What about the other results? For most (indeed quite probably for all of them), the payment to the search engine comes in the form of a combination of ads and PII (user data). Ironically, I think many website developers view the data they give to so-called “analytics” companies as a way to “optimize” their standing in search engines. There is virtually no one who will point out the fact that surrendering user data to the analytics company (which is usually the same company that develops the search engine, or is perhaps simply closely linked to that company) is a kind of payment to the search engine (in data units, rather than monetary units). This becomes a reinforcing feedback loop, in which developers hoping to improve their website rankings are motivated to give ever more user data to search engines — and indeed, the search engines are also incentivized to rank websites highly which provide more information about the website users to the search engines.
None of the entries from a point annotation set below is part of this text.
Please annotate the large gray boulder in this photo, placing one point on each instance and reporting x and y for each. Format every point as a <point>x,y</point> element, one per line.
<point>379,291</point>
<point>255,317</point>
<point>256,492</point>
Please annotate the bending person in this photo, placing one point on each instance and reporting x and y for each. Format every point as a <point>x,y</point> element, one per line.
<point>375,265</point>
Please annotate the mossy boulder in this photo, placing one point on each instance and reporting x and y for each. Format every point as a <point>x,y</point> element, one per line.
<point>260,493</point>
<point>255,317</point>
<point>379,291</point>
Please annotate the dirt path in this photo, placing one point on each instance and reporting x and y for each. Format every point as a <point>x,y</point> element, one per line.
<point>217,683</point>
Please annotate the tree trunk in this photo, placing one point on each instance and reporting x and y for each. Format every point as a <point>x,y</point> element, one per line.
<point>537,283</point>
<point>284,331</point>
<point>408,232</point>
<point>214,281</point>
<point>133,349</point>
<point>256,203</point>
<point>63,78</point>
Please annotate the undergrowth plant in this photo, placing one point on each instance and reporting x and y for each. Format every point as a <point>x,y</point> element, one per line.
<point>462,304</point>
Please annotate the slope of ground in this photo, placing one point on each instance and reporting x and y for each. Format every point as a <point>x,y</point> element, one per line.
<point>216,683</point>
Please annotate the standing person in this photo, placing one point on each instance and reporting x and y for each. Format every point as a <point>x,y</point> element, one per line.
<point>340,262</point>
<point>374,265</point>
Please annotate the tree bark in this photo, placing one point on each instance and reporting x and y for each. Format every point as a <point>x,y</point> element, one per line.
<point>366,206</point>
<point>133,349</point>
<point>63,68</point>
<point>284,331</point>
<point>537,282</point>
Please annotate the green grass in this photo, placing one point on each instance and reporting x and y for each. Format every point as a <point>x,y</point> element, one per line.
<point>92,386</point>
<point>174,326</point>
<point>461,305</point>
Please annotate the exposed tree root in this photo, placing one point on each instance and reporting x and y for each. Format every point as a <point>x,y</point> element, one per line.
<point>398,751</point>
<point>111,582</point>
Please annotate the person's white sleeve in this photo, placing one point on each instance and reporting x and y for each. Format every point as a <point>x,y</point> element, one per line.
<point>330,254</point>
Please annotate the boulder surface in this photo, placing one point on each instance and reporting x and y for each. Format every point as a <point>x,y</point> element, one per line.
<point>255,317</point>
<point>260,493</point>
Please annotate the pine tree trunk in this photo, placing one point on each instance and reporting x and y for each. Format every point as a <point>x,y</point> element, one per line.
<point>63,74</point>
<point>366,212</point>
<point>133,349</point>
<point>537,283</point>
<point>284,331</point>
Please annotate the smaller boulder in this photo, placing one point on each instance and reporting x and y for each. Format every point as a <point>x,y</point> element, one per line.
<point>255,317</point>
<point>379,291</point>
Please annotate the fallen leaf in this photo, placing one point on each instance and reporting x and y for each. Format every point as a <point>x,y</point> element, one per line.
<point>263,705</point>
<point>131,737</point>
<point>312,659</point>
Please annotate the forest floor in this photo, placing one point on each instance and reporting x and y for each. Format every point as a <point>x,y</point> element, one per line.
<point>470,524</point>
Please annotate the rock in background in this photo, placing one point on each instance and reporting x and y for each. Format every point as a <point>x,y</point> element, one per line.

Now let me cut to the chase. There are many possible takeaways and follow-ups to these insights. The first one I would like to present here and now is what I will refer to as Socio BIZ Rule #2:

There is no general market price — market prices vary according to marketplace (i.e., whether a marketplace is well-suited to the good or service in question) … and (ceteris paribus) online marketplaces are characterized more by topical focus than by geographic location.

[1] I plan to make these revisions before publishing this post
[2] Another interesting aside regarding this comes from an exchange I had with Pierre Omidyar (the founder of eBay) a long time ago about trust — whereas I maintained that I would extend trust based on just a few weeks of historical evidence, Pierre noted that his experience with eBay led him (or rather his company) to a much longer term historical analysis of trustworthiness. Note, however, that my flippant phrasing here somewhat unintentionally draws attention to the (infinitesimally small) cost of data storage.